こういったことは10年スパンで起こりその都度やり方が変わってくるのかもしれない。テクノロジーの発展や現在のパンデミックのような状況がその速度を加速させているという事実を踏まえ、この変革点でもある現在、どのようにモノやコトが生み出されていくべきなのだろうか。そんな問いが近頃自分の頭からは離れない。自分が仕事を請け負っているマーケティングやPR戦略の点から物事を考えてみても、ひと昔前では王道であったメディア露出をさせてそこに飛びついた消費者を取りこぼすことなく売上につなげていくという手法は、もう既にやり尽くされているし、その延長線上としても考えられるインフルエンサーマーケティングやPRなんていうのは、そのモノやコト自体を短命に終わらせかねないのではないだろうか。

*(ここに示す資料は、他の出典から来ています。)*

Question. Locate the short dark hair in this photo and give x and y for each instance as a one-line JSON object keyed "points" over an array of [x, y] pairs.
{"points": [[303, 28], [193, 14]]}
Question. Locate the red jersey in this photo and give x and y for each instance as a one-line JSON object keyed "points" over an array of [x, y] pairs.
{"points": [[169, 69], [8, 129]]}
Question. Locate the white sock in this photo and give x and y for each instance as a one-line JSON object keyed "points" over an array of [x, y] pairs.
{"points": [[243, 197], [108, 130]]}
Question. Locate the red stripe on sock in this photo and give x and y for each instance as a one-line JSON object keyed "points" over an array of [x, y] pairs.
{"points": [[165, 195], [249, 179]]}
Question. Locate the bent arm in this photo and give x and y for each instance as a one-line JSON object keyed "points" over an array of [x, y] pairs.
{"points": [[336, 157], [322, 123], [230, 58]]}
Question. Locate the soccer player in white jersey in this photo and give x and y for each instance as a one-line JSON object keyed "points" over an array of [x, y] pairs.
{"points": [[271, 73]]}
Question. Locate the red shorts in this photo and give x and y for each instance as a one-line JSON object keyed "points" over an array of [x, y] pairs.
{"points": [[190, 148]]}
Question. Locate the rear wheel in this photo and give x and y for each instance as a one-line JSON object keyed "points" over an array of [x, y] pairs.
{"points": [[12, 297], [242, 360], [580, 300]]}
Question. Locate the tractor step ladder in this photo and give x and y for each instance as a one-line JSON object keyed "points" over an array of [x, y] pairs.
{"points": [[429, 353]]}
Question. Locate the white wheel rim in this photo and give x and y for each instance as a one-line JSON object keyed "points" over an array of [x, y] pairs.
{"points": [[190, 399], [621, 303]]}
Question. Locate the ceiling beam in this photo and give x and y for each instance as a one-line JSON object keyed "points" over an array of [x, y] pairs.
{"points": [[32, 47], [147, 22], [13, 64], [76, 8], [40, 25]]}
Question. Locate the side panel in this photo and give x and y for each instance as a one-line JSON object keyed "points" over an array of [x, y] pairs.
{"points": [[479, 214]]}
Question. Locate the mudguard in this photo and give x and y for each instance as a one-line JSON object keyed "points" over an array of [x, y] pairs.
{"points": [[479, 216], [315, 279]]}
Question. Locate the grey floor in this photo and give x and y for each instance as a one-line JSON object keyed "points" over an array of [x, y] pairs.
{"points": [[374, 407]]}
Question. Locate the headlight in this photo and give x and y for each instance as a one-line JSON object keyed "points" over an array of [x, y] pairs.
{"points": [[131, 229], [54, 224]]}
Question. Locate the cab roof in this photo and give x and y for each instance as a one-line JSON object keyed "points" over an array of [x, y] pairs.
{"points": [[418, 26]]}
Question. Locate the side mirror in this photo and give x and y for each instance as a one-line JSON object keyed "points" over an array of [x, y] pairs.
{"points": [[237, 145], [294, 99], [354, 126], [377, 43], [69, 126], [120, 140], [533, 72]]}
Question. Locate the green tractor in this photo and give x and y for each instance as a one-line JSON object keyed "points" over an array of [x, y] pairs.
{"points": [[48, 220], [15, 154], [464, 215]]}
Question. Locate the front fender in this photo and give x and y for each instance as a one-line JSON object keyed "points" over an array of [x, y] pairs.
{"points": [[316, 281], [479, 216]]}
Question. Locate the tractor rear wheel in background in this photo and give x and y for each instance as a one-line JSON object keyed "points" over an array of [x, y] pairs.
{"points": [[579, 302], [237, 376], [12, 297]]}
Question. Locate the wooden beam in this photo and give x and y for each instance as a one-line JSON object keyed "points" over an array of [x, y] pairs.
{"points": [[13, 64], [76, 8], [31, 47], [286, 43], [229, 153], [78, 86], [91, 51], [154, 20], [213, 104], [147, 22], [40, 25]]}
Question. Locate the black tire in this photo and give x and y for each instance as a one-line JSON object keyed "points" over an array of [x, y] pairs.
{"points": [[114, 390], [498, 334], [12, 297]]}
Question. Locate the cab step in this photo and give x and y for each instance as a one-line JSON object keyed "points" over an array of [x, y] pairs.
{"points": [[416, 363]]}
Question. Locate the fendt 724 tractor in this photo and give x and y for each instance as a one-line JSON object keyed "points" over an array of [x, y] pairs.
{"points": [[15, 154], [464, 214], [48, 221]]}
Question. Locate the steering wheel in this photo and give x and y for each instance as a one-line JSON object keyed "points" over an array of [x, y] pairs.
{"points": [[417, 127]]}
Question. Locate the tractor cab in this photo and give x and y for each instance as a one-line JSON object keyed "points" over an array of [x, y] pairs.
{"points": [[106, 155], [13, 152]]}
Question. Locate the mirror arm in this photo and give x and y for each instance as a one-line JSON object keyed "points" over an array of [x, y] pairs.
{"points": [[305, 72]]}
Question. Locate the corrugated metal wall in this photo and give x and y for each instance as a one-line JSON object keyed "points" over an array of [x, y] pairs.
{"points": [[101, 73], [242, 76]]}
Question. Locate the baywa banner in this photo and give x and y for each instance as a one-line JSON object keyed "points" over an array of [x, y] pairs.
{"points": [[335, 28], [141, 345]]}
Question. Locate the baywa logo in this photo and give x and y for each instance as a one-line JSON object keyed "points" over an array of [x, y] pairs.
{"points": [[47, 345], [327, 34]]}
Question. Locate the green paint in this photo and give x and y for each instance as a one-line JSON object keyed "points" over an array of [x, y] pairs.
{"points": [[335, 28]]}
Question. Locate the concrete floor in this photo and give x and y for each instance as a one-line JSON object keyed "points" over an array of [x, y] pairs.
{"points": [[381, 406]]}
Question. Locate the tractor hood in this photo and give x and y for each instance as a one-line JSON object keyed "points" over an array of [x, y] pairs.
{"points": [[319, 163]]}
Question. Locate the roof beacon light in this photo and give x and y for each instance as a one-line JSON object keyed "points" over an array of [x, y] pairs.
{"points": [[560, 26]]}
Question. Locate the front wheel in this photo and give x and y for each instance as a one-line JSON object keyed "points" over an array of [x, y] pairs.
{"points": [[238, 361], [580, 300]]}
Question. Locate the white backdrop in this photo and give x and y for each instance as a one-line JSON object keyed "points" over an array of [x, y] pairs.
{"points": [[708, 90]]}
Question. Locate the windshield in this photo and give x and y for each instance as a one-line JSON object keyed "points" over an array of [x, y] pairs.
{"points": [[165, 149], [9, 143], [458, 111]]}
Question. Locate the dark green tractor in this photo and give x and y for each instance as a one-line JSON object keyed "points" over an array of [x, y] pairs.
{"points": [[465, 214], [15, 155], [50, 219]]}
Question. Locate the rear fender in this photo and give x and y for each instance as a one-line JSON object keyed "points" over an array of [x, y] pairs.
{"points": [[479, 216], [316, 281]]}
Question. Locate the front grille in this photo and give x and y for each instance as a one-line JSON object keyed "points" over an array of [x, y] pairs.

ではこれからの10年はどうなっていくのだろうか。今よりも情報が溢れていくであろう10年後の世界では想像するに「問う」チカラが消費者も生産者も求められてくる世の中だろう。今であってもGoogle検索で大体の表面的な情報は得ることが出来るけれど、そもそも自分自身がGoogle検索で何を調べたらいいというのが分かっていなかったら、ただの空白の“箱”に過ぎない訳だ。生産者としても情報などが溢れていく中で埋もれないためにも自分自身を「問う」必要性や場面に出会すタイミングはいずれ来るだろう。
このお互いの「問う」モノやコトが消費者と生産者で合致していくことが理想なのだろうけれど、完全に合致する人などに出会うこともなかなかないだろう。更に今までのやり方に慣れている人だとこの考え方に慣れるまでなかなか難しいのではないだろうか。そのために必要になってくることは答えをすぐに出そうとせずに、お互いがどんなことを感じていてどんな風に考えているのか、もしくはどんな未来を思い描いているのかということを対話することが求められている。特にそれが顕著なのが昨今のオンラインコミュニティが盛り上がっていることでもその片鱗を感じられる。儲かりそうだからとかブームだからオンライコミュニティということでは決してない。この対話がやりやすい状況を作るための装置と考えたら合点がいく。対話をする中で関係性が深まってきた中での商圏というのがグローバル単位で広がっていく世界がなんだか感じられる。
そのための準備として、まずは「自分を知ろう。相手を知ろう。」ということで最新号のマガジン a quiet dayは対話、dialogueをテーマに作ろうと心に決めたのである。2020年10月末日発売予定。